31 Mart-3 Nisan 2019 tarihleri arasında bir heyet ile Benin ve Togo'ya iş gezisi gerçekleştireceğiz. Yapacağımız pazar araştırmaları ve görüşmelerden ülkemiz lehine önemli sonuçlar elde edileceğine yürekten inanıyorum.'
ERHAN BARUTOĞLU / DEİK-TÜRKİYE AFRİKA İS KONSEYLERİ KOORDİNATÖR BSK. YRD.
"DÜNYANIN GÖZÜ AFRİKA'DA"
"Afrika'da hammadde kaynaklarının ihtiyaç pazarlarına ulaştırılması için enerji, altyapı ve ulaşımın geliştirilmesi zorunluluğu bulunuyor.
Afrika ülkelerinin pek çoğu, kaynak zenginliğine rağmen, bu kaynakların yerinde yarı mamül veya mamül haline getirilmesi konusunda gerekli bilgi, tecrübe ve teknolojiye gelişmiş ülkeler kadar yakın değiller.
Diğer kıtaların sahip olduğu asgari yaşam koşullarına kavuşmaları gerekli. Bu durum Afrika'dan göçleri de minimize edecektir. Bu açıdan Afrika ülkeleri tüm dünya ülkeleri için oldukça büyük bir pazar oluşturuyor."
ÖZLEM ÖZÜNER / EULER HERMES TÜRKİYE CEO'SU
'KORUMACI POLİTİKALARA DİKKAT"
"Afrika'da imalat sanayi halen emekleme aşamasında ve çok hızlı gelişiyor. Bu da düşük katma değerli endüstrilerin yüksek veya orta gelirli ekonomilerdekine göre daha olgunlaşmamış olduğu anlamına geliyor. Perakende için de aynı şey söz konusu.
Bu alanda en az gelişmiş ekonomiler en yüksek büyüme potansiyeline sahip. Afrika ekonomileri dünyada en korumacı ekonomiler arasında. Afrikalı şirketlerin nakit ödemelerini yapabilmeleri için her yıl döner sermayelerine 35 milyar dolar eklemeleri gerekiyor.
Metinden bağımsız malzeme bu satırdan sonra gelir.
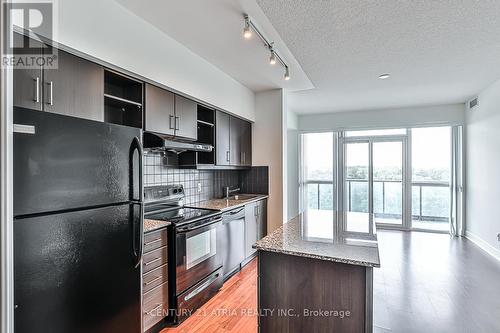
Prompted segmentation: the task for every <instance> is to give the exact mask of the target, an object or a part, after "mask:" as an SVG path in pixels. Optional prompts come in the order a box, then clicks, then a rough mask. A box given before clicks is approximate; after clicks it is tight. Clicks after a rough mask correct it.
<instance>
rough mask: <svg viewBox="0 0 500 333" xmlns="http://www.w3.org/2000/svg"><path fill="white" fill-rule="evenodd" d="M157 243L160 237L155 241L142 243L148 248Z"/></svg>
mask: <svg viewBox="0 0 500 333" xmlns="http://www.w3.org/2000/svg"><path fill="white" fill-rule="evenodd" d="M159 241H161V237H160V238H157V239H155V240H152V241H150V242H146V243H144V246H149V245H151V244H154V243H158V242H159Z"/></svg>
Söz konusu 35 milyar dolar yatırımlar için kullanılabilir ve Afrika'nın toplam GSYH'sinin yüzde 2'si kadar iş yaratılabilir."
EMRE ÖZER / COFACE TÜRKİYE GENEL MÜDÜRÜ
‘MUHATABINIZI İYİ TANIYIN'
"2019 yılında Sahra altı Afrika'da yüzde 3,4, MENA bölgesinde ise yüzde 2,2 büyüme bekliyoruz. Kamerun, Kongo, Etiyopya, Gana, Senegal gibi ülkelerde büyümenin yüzde 5'in üzerinde olması bekleniyor.
Sanayileşmenin az olması, ülkelerin ihtiyaçlarının önemli bölümünü ithal etmelerine neden oluyor. Bu durum da Türk ihracatçıları için fırsatlar yaratıyor. Yatırım ya da ihracat yapılacak ülkelerdeki iş yapma şekilleri, en az pazarın potansiyeli kadar önemli.
Yatırımcıların muhataplarını yakından tanımaları, internet üzerinden kurdukları temaslarla yetinmemeleri, Türkiye'deki kurumlarla irtibatlı olmaları dikkat edilebilecek unsurlar."